Study Guide

A White Heron The Gun

By Sarah Orne Jewett

The Gun

Okay, let's just be frank: The gun is a phallic symbol. Glad we got that out of the way, because we're blushing like crazy over here.

Although the story never directly touches on sexuality, it hangs out in our peripheral vision. To put it more simply, the story is concerned with innocence and the growth of a young girl, and sexuality is an important part of any human's growth into adulthood.

The first real indication of this in when we see "the woman's heart, asleep in the child, [...] vaguely thrilled by a dream of love" (1.26). The gun frightens Sylvia at first, but she stops fearing it around the time that she starts to develop her little crush. Coincidence? Yeah, we think not.

Again it's not about actual sexual exchanges between the hunter and Sylvia, but the fact that the hunter represents the human world's first temptation of Sylvia. In the natural world where she now exists, there aren't many options for human interaction, much less romance—and because of this, we can see a correlation between nature and innocence in this story.
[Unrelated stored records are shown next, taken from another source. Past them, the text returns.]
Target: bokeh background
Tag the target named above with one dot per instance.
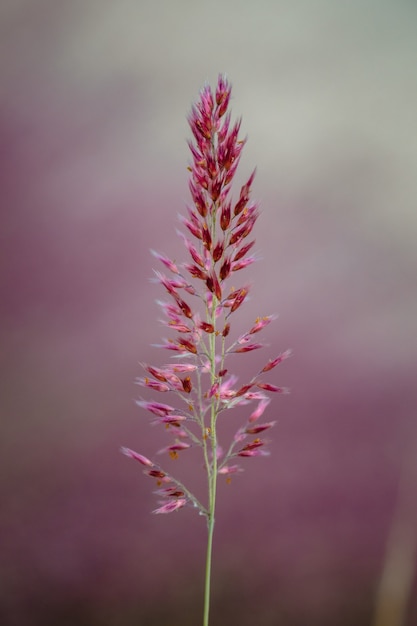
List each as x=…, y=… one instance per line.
x=93, y=102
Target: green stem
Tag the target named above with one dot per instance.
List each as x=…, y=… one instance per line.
x=208, y=569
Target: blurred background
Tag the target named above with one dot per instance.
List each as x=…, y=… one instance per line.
x=94, y=96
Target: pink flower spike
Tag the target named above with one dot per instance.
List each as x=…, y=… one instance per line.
x=153, y=384
x=254, y=452
x=138, y=457
x=260, y=323
x=167, y=262
x=156, y=407
x=230, y=469
x=171, y=505
x=173, y=420
x=240, y=265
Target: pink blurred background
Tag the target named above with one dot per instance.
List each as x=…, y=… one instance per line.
x=93, y=103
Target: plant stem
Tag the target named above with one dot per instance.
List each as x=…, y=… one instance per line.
x=208, y=570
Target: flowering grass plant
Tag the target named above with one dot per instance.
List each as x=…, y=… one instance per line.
x=198, y=315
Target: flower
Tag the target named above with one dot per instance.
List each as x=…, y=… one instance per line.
x=199, y=311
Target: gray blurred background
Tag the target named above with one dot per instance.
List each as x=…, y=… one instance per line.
x=94, y=96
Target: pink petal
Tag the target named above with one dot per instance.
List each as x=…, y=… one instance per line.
x=171, y=505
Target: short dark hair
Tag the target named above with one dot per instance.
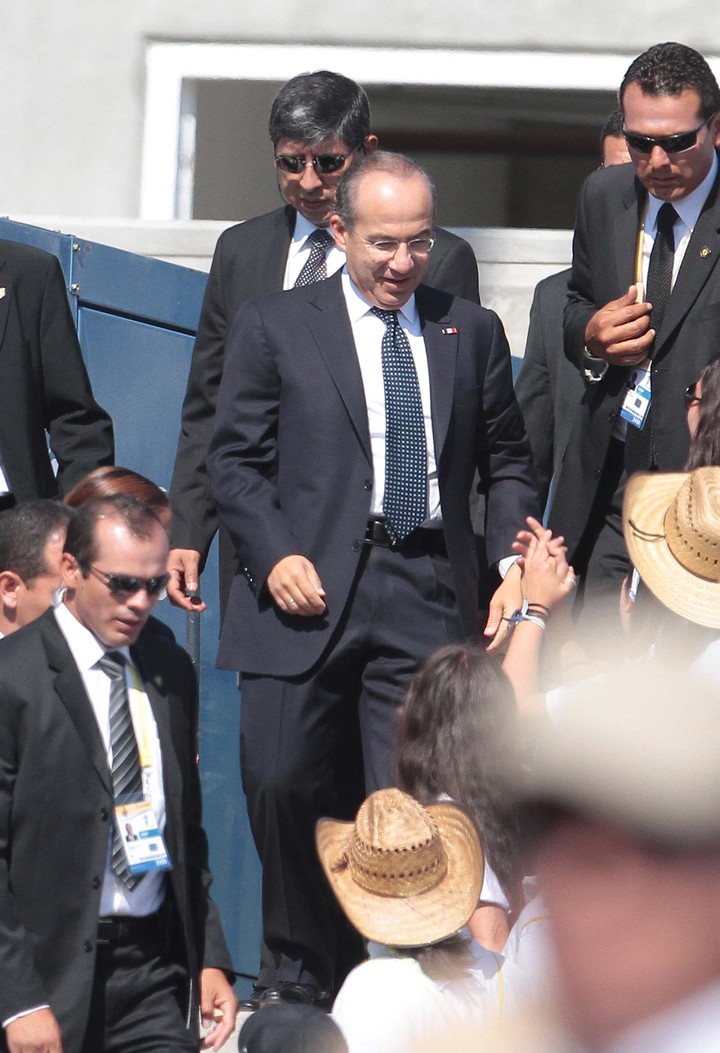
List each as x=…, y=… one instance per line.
x=704, y=449
x=81, y=540
x=111, y=479
x=24, y=533
x=612, y=128
x=457, y=735
x=319, y=105
x=381, y=160
x=670, y=68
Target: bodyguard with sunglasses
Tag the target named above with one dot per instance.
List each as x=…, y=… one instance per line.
x=319, y=125
x=108, y=939
x=643, y=314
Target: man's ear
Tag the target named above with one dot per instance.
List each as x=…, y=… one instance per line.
x=339, y=232
x=71, y=571
x=11, y=583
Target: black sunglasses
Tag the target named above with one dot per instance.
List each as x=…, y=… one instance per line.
x=690, y=396
x=671, y=143
x=126, y=584
x=324, y=163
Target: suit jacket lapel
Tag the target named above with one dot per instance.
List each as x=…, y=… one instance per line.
x=626, y=226
x=698, y=263
x=71, y=690
x=155, y=687
x=332, y=332
x=441, y=348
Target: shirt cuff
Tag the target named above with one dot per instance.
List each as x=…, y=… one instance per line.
x=25, y=1012
x=505, y=563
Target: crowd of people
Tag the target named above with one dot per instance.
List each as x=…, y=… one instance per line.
x=477, y=635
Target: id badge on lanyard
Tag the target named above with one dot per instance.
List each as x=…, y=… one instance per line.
x=639, y=389
x=142, y=843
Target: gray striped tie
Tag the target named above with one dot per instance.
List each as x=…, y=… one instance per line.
x=316, y=264
x=125, y=771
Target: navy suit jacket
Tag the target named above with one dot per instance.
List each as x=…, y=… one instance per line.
x=610, y=211
x=292, y=470
x=56, y=802
x=43, y=381
x=250, y=262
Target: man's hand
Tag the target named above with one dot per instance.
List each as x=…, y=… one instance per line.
x=36, y=1033
x=218, y=1008
x=506, y=599
x=296, y=588
x=183, y=567
x=620, y=332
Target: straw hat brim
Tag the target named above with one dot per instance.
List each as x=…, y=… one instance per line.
x=408, y=920
x=647, y=497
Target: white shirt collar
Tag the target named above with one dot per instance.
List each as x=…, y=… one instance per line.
x=303, y=229
x=85, y=648
x=687, y=207
x=358, y=304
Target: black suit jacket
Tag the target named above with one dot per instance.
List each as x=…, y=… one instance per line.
x=292, y=470
x=55, y=818
x=548, y=388
x=603, y=261
x=43, y=381
x=250, y=262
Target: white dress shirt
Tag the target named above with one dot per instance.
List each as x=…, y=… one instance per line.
x=116, y=897
x=299, y=251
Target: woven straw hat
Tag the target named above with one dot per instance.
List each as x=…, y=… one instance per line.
x=672, y=525
x=404, y=874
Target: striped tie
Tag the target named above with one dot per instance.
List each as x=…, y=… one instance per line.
x=405, y=500
x=316, y=264
x=125, y=771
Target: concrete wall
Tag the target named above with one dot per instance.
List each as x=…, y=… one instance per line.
x=511, y=262
x=74, y=73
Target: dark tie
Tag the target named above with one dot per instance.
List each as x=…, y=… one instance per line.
x=125, y=770
x=660, y=267
x=316, y=265
x=639, y=442
x=405, y=501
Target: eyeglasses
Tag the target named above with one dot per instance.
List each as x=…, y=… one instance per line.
x=123, y=585
x=671, y=143
x=295, y=164
x=385, y=250
x=690, y=396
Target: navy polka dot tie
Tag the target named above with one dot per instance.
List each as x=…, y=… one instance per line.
x=405, y=500
x=316, y=264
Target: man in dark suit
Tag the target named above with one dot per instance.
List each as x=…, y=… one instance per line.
x=550, y=386
x=98, y=950
x=352, y=417
x=319, y=125
x=616, y=331
x=44, y=389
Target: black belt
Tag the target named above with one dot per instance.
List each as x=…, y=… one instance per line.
x=128, y=930
x=421, y=541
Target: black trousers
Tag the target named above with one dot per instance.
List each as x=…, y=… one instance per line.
x=294, y=733
x=139, y=1001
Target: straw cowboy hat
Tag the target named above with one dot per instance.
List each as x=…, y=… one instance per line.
x=404, y=875
x=672, y=525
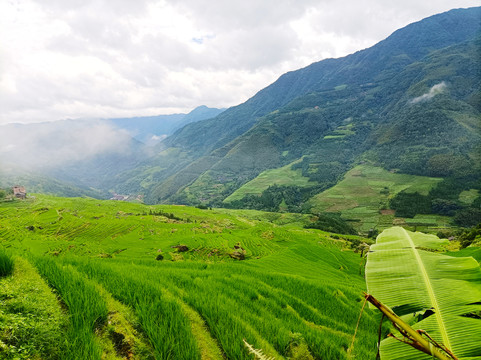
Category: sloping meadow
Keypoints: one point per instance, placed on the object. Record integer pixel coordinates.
(297, 294)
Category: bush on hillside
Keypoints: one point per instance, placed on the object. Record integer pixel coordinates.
(332, 222)
(6, 263)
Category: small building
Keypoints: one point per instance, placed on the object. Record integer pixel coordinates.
(19, 192)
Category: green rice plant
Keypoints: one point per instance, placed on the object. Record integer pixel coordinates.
(440, 294)
(32, 323)
(87, 309)
(6, 263)
(160, 316)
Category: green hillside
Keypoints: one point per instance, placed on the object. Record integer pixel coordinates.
(151, 273)
(409, 104)
(284, 176)
(363, 197)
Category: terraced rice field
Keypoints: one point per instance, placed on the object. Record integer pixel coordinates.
(297, 292)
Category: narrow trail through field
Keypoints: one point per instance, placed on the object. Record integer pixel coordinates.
(208, 345)
(432, 296)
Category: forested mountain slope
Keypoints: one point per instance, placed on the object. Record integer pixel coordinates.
(411, 103)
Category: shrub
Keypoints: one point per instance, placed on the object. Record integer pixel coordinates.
(6, 263)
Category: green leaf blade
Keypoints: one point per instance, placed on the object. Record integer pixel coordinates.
(404, 276)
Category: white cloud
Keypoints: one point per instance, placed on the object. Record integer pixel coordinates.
(41, 146)
(435, 90)
(115, 58)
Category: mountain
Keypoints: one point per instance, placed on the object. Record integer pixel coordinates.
(82, 157)
(151, 129)
(403, 116)
(409, 104)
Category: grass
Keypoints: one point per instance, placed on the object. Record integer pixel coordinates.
(197, 304)
(281, 176)
(6, 263)
(32, 322)
(87, 309)
(365, 191)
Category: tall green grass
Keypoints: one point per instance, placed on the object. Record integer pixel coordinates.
(86, 307)
(265, 304)
(160, 315)
(6, 263)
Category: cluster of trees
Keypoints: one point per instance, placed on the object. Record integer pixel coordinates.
(278, 198)
(332, 222)
(442, 200)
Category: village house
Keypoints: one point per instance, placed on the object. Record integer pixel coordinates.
(19, 192)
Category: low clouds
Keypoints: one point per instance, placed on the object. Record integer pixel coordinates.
(52, 145)
(435, 90)
(117, 58)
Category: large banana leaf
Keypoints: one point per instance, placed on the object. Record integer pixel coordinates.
(443, 292)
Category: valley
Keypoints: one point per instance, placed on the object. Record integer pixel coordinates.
(260, 231)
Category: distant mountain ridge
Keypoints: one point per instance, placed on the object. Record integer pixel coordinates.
(336, 112)
(148, 128)
(410, 104)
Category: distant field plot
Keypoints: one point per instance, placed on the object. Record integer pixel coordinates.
(281, 176)
(365, 191)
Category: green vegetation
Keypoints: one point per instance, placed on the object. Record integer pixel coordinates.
(32, 323)
(363, 196)
(332, 222)
(88, 311)
(6, 263)
(283, 176)
(298, 291)
(405, 273)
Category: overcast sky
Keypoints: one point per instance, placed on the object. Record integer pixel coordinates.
(114, 58)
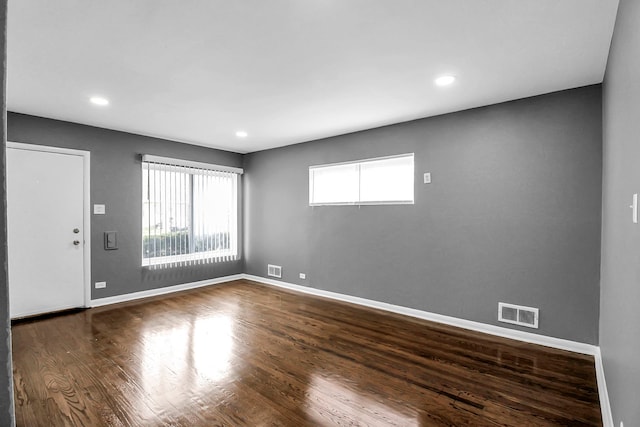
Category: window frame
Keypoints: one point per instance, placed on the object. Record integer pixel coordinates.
(191, 169)
(358, 163)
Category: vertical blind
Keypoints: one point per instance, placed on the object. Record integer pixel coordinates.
(190, 212)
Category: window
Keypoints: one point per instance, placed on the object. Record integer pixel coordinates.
(189, 212)
(386, 180)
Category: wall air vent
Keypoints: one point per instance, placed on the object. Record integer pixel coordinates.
(518, 315)
(274, 270)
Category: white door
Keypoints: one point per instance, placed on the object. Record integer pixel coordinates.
(45, 230)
So the hunter and the lure to betray nature that he represents can be understood as a temptation to leave innocence behind. That Sylvia ultimately chooses nature is fitting—she is only nine, after all.

The gun, then, represents maturity on two levels: sexual (again, it's a phallic symbol, yo) and technological. The hunter commands nature to his own ends, he kills it and collects it, whereas Sylvia and her grandmother's relationship to nature is much more deferential and harmonious. Their lives are intruded upon, then, both by this sexualized masculine presence and the urbanization it's associated with.

And here you thought a gun was just a tool.